Currently, the transition to mixed learning is widely discussed, when in the
framework of traditional classical teaching distance educational resources are applied,
used by trainees independently in any place and at a convenient time. There is a steady
trend of increasing hours of students' independent work by reducing the classroom load.
However, the solution of issues of a rational combination of traditional education and
communication educational innovations is at the experimental level.
The expert data presented in [1] and relating, in particular, to training bachelors at
various stages of training for integrated engineering activities, show various
combinations of volumes of full-time (collective work under the guidance of a teacher)
and distance (independent work) training. For example, for successful training at the
design stage of technical objects (development of algorithms, implementation of design
documentation), the ratio of traditional learning and distance learning is fixed as 30%
to 70%, respectively. However, the question of how this ratio changes with the
development of a vocational training program from course to course, how various forms
of educational activity correspond to it (lectures, practical exercises, laboratory
practical work, students' independent work), remains open. In this regard, obtaining
additional practical data on organization of an innovative education system is of
interest. It is also necessary to take into account appropriateness of digital innovation
in implementation of various areas of subject-based learning.

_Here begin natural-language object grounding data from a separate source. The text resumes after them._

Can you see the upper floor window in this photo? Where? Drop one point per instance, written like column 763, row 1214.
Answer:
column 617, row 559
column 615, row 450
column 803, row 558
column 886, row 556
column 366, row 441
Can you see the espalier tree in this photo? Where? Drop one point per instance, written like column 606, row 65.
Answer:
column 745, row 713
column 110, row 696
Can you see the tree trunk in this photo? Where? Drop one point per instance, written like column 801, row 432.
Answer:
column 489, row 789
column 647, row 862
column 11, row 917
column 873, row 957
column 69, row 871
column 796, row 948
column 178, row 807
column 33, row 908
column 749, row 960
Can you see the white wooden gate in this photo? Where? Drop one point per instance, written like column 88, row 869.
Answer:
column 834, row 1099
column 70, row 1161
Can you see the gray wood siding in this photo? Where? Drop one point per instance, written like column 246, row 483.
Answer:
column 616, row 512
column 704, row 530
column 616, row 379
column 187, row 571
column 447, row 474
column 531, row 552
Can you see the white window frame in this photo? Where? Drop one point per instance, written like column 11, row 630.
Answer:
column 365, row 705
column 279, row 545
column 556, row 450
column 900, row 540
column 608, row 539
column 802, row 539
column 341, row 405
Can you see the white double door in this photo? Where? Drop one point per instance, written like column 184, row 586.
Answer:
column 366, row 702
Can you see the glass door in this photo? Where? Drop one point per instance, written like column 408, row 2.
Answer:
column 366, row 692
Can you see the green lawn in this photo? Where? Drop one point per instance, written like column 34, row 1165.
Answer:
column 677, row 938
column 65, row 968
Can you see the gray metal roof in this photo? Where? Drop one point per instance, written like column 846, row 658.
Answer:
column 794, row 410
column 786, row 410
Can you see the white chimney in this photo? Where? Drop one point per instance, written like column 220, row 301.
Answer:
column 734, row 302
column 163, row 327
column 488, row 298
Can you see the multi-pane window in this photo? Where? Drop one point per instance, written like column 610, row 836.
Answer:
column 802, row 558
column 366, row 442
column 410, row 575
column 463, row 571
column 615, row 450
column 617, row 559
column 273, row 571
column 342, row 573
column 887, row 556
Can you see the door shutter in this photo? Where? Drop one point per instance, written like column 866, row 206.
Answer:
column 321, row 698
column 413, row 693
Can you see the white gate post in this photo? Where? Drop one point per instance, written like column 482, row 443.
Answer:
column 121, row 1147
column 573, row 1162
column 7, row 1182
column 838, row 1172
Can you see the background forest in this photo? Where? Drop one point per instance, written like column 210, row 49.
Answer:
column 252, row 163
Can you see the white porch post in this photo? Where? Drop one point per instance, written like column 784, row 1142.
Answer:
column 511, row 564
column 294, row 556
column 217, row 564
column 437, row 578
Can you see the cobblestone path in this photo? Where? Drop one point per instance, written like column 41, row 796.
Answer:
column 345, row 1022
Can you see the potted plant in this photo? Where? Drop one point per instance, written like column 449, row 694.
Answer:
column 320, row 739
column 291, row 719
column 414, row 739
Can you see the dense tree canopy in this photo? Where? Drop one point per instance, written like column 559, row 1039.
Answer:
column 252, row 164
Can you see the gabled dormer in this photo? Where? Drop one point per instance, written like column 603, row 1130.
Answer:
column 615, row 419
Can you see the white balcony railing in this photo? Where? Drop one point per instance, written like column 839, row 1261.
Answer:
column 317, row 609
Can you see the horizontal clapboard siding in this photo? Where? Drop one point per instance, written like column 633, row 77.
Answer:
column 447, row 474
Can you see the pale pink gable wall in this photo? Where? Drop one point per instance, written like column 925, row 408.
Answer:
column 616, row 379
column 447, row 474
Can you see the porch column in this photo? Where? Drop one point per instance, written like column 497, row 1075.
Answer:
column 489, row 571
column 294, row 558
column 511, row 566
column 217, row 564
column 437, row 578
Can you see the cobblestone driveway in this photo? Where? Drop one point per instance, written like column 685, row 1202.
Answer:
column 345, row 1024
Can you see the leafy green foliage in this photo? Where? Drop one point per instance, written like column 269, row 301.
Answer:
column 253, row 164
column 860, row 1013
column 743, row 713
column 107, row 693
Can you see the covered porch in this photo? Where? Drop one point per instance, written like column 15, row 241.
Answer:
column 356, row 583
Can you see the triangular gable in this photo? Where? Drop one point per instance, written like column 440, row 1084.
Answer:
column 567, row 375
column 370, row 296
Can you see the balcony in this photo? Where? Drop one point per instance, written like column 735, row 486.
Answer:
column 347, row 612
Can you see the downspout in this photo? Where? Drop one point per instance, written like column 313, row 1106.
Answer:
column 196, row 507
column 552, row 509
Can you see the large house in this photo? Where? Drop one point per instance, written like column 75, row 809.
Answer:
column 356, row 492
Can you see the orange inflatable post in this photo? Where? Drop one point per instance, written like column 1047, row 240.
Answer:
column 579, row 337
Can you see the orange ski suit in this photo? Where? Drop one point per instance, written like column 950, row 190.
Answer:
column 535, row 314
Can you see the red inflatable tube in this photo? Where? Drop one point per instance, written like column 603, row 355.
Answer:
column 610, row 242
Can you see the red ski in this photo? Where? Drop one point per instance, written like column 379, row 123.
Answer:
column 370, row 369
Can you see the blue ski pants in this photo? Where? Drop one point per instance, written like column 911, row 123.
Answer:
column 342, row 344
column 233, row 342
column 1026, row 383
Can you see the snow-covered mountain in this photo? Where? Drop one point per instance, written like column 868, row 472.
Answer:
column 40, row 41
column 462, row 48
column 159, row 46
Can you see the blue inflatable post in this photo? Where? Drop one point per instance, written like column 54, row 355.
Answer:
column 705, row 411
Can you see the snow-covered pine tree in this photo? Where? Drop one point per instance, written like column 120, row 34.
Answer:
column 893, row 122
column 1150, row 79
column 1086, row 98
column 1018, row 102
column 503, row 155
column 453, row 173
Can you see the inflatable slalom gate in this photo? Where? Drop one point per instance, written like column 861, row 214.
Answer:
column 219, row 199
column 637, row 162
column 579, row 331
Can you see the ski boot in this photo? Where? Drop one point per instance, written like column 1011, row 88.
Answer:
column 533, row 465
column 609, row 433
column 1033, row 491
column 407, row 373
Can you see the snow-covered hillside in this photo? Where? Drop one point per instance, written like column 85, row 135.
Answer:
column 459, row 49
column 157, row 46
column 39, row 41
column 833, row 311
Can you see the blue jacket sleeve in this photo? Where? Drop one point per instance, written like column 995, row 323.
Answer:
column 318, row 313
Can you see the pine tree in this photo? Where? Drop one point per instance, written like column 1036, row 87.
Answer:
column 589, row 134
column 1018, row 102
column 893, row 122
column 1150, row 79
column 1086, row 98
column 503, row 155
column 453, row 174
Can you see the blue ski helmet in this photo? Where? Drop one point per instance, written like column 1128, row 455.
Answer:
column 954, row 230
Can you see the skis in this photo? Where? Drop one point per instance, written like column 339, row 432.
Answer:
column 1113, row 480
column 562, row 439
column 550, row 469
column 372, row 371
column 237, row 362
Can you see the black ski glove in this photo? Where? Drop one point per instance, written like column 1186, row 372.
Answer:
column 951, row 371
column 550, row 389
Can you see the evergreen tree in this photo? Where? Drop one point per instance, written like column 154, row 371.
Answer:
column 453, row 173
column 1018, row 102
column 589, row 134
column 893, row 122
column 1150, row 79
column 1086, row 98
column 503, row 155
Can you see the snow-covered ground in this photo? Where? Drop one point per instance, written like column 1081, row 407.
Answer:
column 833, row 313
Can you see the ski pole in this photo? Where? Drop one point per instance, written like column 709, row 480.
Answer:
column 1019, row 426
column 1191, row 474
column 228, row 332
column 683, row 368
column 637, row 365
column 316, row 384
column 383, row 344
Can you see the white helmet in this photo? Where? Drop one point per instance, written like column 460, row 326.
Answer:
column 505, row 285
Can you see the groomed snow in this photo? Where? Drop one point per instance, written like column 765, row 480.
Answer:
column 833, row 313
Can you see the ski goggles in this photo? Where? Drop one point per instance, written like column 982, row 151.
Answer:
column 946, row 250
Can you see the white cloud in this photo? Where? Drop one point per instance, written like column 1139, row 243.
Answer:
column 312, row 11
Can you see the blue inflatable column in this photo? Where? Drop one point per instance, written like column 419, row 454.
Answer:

2 The Need for Innovation in Geometric-Graphic Education
One of the types of subject teaching is basic geometric-graphic training (GGT) for
students of a technical university, the purpose of which is to form readiness of future
graduates for design and development activities. Dynamic development of design as a
type of engineering activity is explained by improving the capabilities of modern
computer technologies and CAD, updating the design engineer’s functionality,
increased requirements for the specialist’s design culture, a systematic approach to
engineering and technical support and digital support for all stages of the life cycle of
technical objects [3].
Graphic disciplines (descriptive geometry, engineering graphics, computer graphics)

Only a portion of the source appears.